I decided that a watched tomato doesn't ripen, so to speak, and ignored these things, watching instead for signs of productive behavior on the Brandywine plants that were growing large and bushy.
Today I see about five billiard ball sized dark green globes forming on my Brandywine bushes. They are a "beefsteak" tomato, so it will be a while before they grow to size and get that transparency that tells you that ripening is just beginning to happen.
Meanwhile, in the past two days, that first bract of the Cherry Tomatoes has produced three round finished products. They showed themselves off proudly under their lacy greens and now we have properly harvested, hoisted, celebrated and consumed them while standing next to the plant.

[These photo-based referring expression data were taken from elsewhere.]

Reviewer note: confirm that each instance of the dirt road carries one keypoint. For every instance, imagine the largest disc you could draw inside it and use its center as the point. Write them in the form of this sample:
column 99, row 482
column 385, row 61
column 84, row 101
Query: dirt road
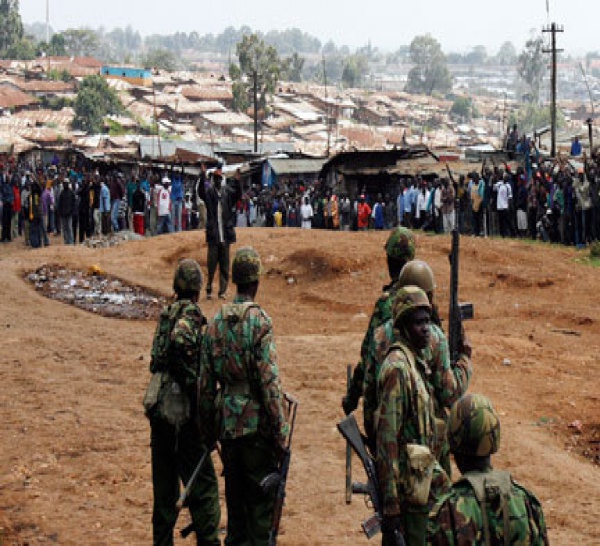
column 75, row 458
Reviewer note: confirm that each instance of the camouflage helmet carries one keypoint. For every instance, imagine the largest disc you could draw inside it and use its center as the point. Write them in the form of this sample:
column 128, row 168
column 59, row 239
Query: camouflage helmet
column 188, row 276
column 473, row 426
column 417, row 273
column 407, row 300
column 400, row 244
column 246, row 267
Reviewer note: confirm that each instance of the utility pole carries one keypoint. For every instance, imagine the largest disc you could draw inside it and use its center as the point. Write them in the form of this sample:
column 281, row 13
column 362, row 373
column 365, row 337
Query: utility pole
column 255, row 76
column 553, row 29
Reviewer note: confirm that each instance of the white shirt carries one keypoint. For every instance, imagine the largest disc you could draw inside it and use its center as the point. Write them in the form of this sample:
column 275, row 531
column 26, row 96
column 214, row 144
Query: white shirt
column 163, row 201
column 306, row 213
column 504, row 194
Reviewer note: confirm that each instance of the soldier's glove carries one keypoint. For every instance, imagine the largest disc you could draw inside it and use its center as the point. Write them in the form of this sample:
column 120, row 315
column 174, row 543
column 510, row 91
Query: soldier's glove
column 465, row 345
column 349, row 403
column 391, row 524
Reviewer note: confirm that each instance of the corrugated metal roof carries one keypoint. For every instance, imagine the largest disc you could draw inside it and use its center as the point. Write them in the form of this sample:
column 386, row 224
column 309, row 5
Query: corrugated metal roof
column 149, row 148
column 297, row 166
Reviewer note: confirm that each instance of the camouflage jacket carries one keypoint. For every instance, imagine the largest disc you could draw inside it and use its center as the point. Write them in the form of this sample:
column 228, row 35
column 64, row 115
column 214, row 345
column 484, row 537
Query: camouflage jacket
column 183, row 322
column 457, row 519
column 381, row 314
column 405, row 415
column 447, row 381
column 239, row 356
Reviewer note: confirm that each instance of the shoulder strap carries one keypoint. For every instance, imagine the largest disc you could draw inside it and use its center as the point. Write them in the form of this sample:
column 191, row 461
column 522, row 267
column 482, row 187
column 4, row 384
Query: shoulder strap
column 487, row 485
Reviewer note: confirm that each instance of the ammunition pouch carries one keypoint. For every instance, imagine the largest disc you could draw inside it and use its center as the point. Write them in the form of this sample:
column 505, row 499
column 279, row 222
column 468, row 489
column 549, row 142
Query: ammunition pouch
column 421, row 463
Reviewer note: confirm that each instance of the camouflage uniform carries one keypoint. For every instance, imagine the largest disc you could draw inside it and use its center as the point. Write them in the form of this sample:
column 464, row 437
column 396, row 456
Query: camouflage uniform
column 177, row 449
column 405, row 414
column 484, row 504
column 447, row 382
column 239, row 356
column 399, row 246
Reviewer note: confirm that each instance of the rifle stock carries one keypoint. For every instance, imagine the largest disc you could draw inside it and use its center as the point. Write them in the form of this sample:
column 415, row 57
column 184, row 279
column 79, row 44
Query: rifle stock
column 282, row 474
column 348, row 428
column 349, row 488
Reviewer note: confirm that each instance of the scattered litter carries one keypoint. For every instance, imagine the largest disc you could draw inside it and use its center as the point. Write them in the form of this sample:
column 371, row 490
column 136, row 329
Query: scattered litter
column 96, row 292
column 577, row 425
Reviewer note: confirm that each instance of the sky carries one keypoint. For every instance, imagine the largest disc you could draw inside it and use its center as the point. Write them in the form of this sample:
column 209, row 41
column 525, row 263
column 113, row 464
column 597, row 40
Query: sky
column 458, row 25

I popped that first fruit, warm from the sun, into my mouth, bit down slowly on the taut shiny red outer skin and felt the luscious innards burst inside my mouth-- too flavorful and sweet to describe.
This time of year I remind myself that in a month or so I will be truly suffering under the weight of too many tomatoes. They will be coming too fast to ever eat, and what I can't give away to neighbors I will have to process in some way. Throwing away lovingly grown tomatoes is not an option. So in August I'll be out there in the back yard (not to heat up the kitchen) in the sun and humidity boiling ripe tomatoes, chilling them in ice water, and peeling off the skins of hundreds of these things. The only thing keeping me from wishing the whole mess gone is the certainty that what goes into the freezer in August comes out of the freezer through the winter months and gives us such pleasure.
I figured out that you can throw peeled and seeded ripe tomatoes into a slow cooker with a few other ingredients and they cook themselves into a stew that is "to die for." You can dump the stew into freezer zip bags and lay them into bread pans to freeze.. Then you take back the bread pans and stack the blocks in the freezer. There's puree and tomato juice and homemade "V8"; and I can even chop up fresh seeded tomatoes, add a bit of lemon juice, and stick them in the freezer as long as I am going to use them cooked later. These chunks of red get thrown into stews and soups and gravies all winter long.
Jersey tomatoes. There really is nothing like them. Nothing!